Thursday, December 28, 2006

Far As The Curse Is Found

Last night I had a dream that I was fighting for freedom. My freedom. The theme was unequivocal, but the form in which it took was somewhat strange. I was preparing to go to battle (more like a street fight a la Gangs of New York) with a few friends in the middle of a church sanctuary, which, when we finally marched down the center aisle toward the front right pews, our faces grim and our white knuckles clenched, I discovered to be some strange blend of the First Baptist Church of Buda sanctuary of my childhood as well as the sanctuary of my current home, River Oaks Baptist here in Houston. Standing against us was another motley crew, and despite worshippers scattered throughout the sanctuary, it was obvious that this was our hour, our time to fight, our one chance to determine supremacy.

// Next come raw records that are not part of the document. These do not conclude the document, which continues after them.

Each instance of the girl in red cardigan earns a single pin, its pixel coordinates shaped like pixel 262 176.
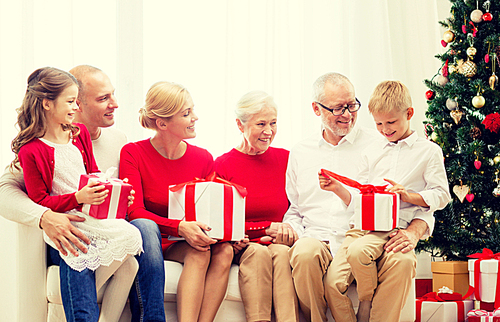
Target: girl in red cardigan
pixel 53 153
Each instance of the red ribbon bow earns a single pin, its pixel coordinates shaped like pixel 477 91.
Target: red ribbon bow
pixel 434 297
pixel 486 254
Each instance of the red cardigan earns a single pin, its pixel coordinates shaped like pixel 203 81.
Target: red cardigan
pixel 37 160
pixel 150 174
pixel 264 177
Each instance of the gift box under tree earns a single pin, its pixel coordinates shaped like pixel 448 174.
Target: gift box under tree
pixel 213 201
pixel 116 203
pixel 484 277
pixel 374 208
pixel 443 306
pixel 452 274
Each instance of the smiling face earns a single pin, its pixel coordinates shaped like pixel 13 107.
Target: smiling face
pixel 258 131
pixel 97 101
pixel 62 110
pixel 395 124
pixel 336 95
pixel 181 124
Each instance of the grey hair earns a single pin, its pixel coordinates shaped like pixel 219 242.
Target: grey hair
pixel 252 103
pixel 332 78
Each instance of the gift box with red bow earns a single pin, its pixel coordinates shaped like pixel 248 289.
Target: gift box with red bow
pixel 374 208
pixel 215 202
pixel 484 277
pixel 483 316
pixel 116 203
pixel 443 306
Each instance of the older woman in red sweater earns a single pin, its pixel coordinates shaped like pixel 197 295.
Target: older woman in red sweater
pixel 265 274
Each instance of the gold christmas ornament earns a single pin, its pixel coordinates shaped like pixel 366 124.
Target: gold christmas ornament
pixel 451 104
pixel 461 191
pixel 448 36
pixel 493 81
pixel 441 80
pixel 476 16
pixel 471 51
pixel 456 115
pixel 478 101
pixel 469 69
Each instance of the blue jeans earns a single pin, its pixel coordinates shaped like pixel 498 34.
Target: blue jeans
pixel 78 291
pixel 146 296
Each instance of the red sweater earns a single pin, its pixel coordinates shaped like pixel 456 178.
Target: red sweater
pixel 150 174
pixel 264 177
pixel 37 161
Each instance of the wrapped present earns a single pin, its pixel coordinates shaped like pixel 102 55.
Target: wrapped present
pixel 483 316
pixel 453 274
pixel 213 201
pixel 484 277
pixel 116 203
pixel 374 208
pixel 443 306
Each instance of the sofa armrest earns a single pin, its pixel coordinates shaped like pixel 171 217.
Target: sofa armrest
pixel 24 270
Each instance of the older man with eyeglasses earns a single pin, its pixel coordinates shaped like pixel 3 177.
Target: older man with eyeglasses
pixel 321 219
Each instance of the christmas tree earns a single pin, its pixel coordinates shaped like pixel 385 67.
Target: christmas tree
pixel 464 119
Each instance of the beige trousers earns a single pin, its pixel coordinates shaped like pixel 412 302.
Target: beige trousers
pixel 310 259
pixel 265 277
pixel 383 278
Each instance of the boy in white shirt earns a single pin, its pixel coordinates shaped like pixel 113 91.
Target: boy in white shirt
pixel 415 169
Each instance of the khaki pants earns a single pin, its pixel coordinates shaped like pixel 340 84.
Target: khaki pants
pixel 310 259
pixel 383 278
pixel 265 277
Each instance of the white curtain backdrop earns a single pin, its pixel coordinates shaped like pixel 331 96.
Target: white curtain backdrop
pixel 218 49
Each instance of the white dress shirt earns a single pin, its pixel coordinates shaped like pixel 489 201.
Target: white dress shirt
pixel 314 212
pixel 416 164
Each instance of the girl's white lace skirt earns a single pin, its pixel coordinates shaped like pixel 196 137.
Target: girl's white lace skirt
pixel 110 240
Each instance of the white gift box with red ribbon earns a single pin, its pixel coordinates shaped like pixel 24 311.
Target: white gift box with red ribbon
pixel 116 203
pixel 376 211
pixel 488 275
pixel 220 205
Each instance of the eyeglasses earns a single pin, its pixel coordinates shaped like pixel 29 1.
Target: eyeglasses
pixel 337 111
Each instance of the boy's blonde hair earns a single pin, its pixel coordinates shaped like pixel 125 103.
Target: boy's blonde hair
pixel 389 96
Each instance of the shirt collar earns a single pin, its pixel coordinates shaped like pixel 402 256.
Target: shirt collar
pixel 350 137
pixel 410 140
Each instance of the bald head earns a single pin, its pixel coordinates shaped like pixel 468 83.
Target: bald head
pixel 82 73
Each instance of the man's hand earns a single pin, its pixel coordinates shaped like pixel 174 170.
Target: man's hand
pixel 405 240
pixel 59 229
pixel 194 233
pixel 240 245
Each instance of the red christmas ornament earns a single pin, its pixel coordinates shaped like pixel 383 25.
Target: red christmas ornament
pixel 469 197
pixel 492 122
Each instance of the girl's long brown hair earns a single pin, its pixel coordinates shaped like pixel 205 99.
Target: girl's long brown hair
pixel 44 83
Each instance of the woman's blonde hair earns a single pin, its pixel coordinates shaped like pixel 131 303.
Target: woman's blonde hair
pixel 163 100
pixel 44 83
pixel 389 96
pixel 252 103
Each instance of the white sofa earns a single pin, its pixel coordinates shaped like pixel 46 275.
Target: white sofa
pixel 37 296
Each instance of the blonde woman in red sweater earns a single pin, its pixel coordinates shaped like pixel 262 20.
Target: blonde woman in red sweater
pixel 265 275
pixel 167 159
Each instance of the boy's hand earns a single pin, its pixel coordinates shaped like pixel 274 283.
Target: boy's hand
pixel 399 189
pixel 93 193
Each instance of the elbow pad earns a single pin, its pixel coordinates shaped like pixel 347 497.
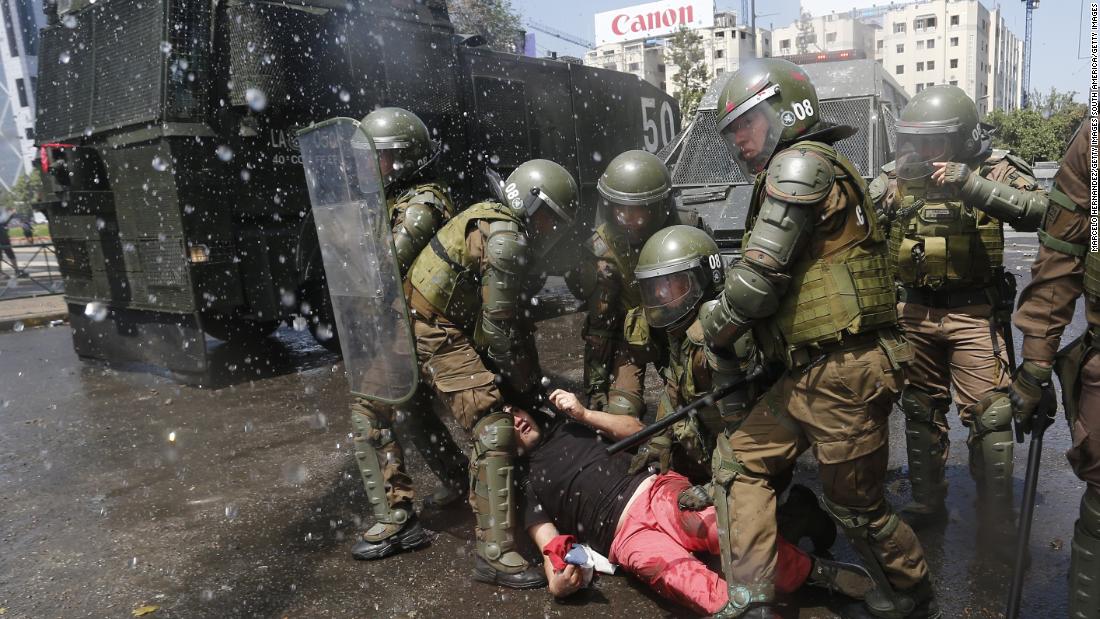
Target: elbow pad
pixel 414 232
pixel 1022 210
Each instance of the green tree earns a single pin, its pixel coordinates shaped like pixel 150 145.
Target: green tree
pixel 22 195
pixel 1042 131
pixel 685 51
pixel 495 20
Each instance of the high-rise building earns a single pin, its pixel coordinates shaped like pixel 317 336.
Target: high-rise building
pixel 19 57
pixel 957 42
pixel 835 32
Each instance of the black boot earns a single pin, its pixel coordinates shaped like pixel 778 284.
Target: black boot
pixel 532 577
pixel 410 535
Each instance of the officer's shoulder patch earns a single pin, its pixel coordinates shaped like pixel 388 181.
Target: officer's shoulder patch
pixel 695 333
pixel 800 176
pixel 877 189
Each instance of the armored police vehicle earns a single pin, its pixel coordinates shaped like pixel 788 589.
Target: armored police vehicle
pixel 168 129
pixel 855 92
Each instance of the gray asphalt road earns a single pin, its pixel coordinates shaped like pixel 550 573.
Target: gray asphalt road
pixel 121 488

I awoke just before my cohorts and I came to blows with our adversaries ... My alarm was buzzing incessantly.

We are three days removed from one of the greatest feasts of the year (yes, it is actually a Feast Day, and not simply because our families cook ridiculously-sized meals for us to gorge ourselves upon): the feast of Christmas. It is a time of celebration, a joyous triumph in newness and hope. Though the Christian year officially begins anew at the beginning of Advent, Christmas Day seems the best day to point to as a day to start over. The world has its revelry on New Year's Eve and its hopeful resolutions established on New Year's Day, but is there a better day for a new beginning than the day we celebrate the Incarnation, hope defined with ethereal clarity by the presence of a tiny, newborn child placed in a feeding trough?

It is in this moment, and not on January 1st, when the hope of redemption, the desire to try-yet-again, the desperation to be made new, the anticipation to live right where we have lived so wrong, is found. The reverberations of the Incarnation fall upon us like silent waves, washing us clean without us even knowing it. It is there for us. It gives us courage to begin again... and again... and again. It instills in us a Truth that no matter how lowly are our lives, the Incarnation comes to the lowest of places. As the carol proclaims, "far as the curse is found," the Incarnation reaches that depth.

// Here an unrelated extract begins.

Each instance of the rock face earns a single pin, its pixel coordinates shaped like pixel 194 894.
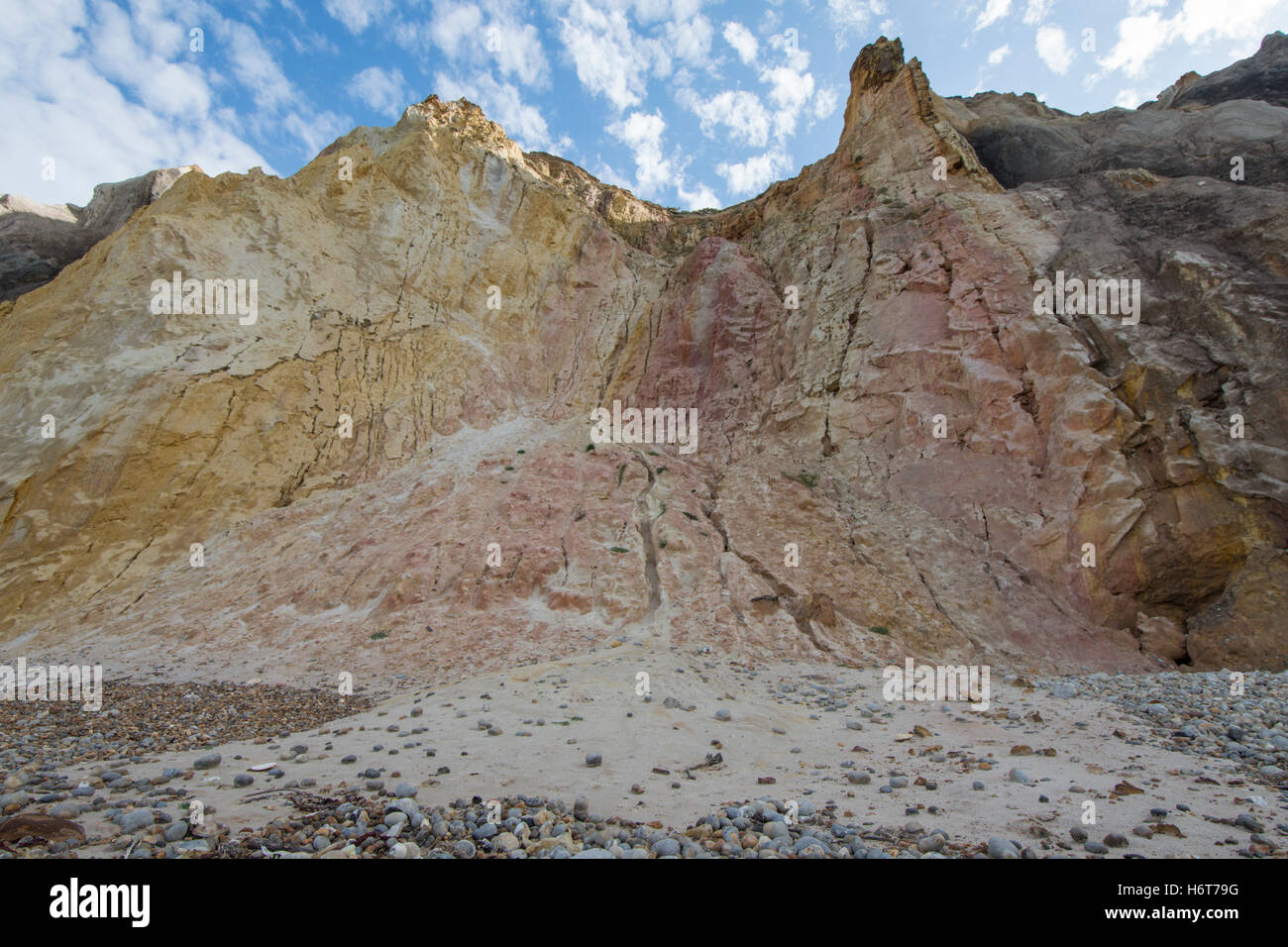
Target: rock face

Inside me is the desire to battle myself, to muster my courage and my passion to a strong enough level that I might do away with my own shortcomings, my own gullibility, my own rebellions, my own dark, dark sins. And it is a losing fight. Had the alarm clock not saved me and had I come to blows in my dream, I believe it would have turned into a nightmare, and I would have found myself weary, bloodied, with nothing solved, no resolution made.

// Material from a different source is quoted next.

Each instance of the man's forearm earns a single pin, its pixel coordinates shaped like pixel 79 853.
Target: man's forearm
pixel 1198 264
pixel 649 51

Blessed Incarnate One, come and make me whole. Forgive my waywardness, my craving for deception, and my appetite for darkness. Cleanse me throughout, as far as the curse is found.

Merry Christmas to all my readers...

Wednesday, December 13, 2006

Voice in the Wilderness

They will come when they realize it. They will come because they need release from it. They will come for this, but it is not release I offer so much as the hard gift of preparation, of expectancy. I stand on the outskirts, the natural wilderness just beyond the concrete one. My feet are ankle-deep in the brown water, my throat is sore from the shouting, and my skin is pricked by the midnight cold. Though I am accustomed to all of this, I do not relish the feelings, but I relinquished my feelings and my comforts and my pride and my shame and my misguided "better" ideas some time ago. It is the only way I can do what I do.

Perhaps they will come tomorrow. Perhaps tomorrow they will realize who they are and where they are - what they are - and they will hear my commotion or hear of it, and they will wander down to this dirty water, to the hoarse shouting man standing in it, and they will listen and ponder and suspect their need for release, and they will gently and timidly touch a toe into the water as if it were white fire, and then step in and wade out, and stand next to me ... and then I tell them I cannot give them release, but only the hard gift of preparation, of expectancy.

But this is what they need. If it is release they seek, they must first step into this water for preparation. They must first understand their need for expectancy. They will desire release - yearn for it - but too many comfortable, prideful others are hocking release in their faces everyday, and such sales pitches are wearing thin. Those vendors have no tremble in their voice, no hoarseness, no bare feet in brown water, nothing but better ideas, and if I know anything, I know there is no better idea than the Idea itself.

Perhaps they will come tomorrow. When they realize it, they will come. And until then, I will continue to cry out, for as much as I am the preparer, I must also be prepared. I also wait with expectancy, for it is this same release I, too, am seeking.